Dr Neary (68), who is one of the country’s longest-serving bishops, claimed that the abuse scandals were not the primary reason why many people had walked away from the Church. “Disgraceful as they were, they only added force to the inevitable shrugging aside of values which had come to be seen as inhibiting and obsolete. Holding Ireland back from the fire, as it were, from its place at the secular hearth, from the warmth of belonging in the new consensus.”
He likened the attitude of many Irish people to the Church to “the good-natured forbearance accorded to an elderly, opinionated and rather irritable relative.
“We are not as serious a threat and will soon be even less so,” he said.
The archbishop warned that the communal understanding and experience of Christian culture “is gone, never to return”.
Archbishop Neary said it was with “something approaching incredulity” that many people heard “the call to battle” that is Pope Francis recent letter Evangelii Gaudium.

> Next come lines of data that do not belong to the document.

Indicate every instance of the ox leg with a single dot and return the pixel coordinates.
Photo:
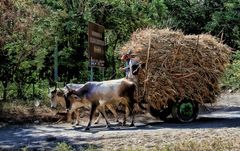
(69, 116)
(112, 109)
(77, 117)
(132, 113)
(93, 109)
(98, 118)
(103, 113)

He admitted that the reaction to the Pope’s call to mission to the Church in Ireland was met with “a pleased incredulity, to be sure, perhaps even delighted, but anyone could be forgiven for a certain level of nerves.
“The Pope has no illusions about the state of the Church in many parts of the world and especially in Europe.
“In spite of this, he has effectively said that the opportunities present in the situation should be irresistible for anyone of faith,” Dr Neary said.
“It will, to say the least, be labour-intensive. If we are to manage this enormous transition to a smaller but more dynamically evangelical Church we will need people. Not primarily money or structures, however important these may be,” the archbishop said.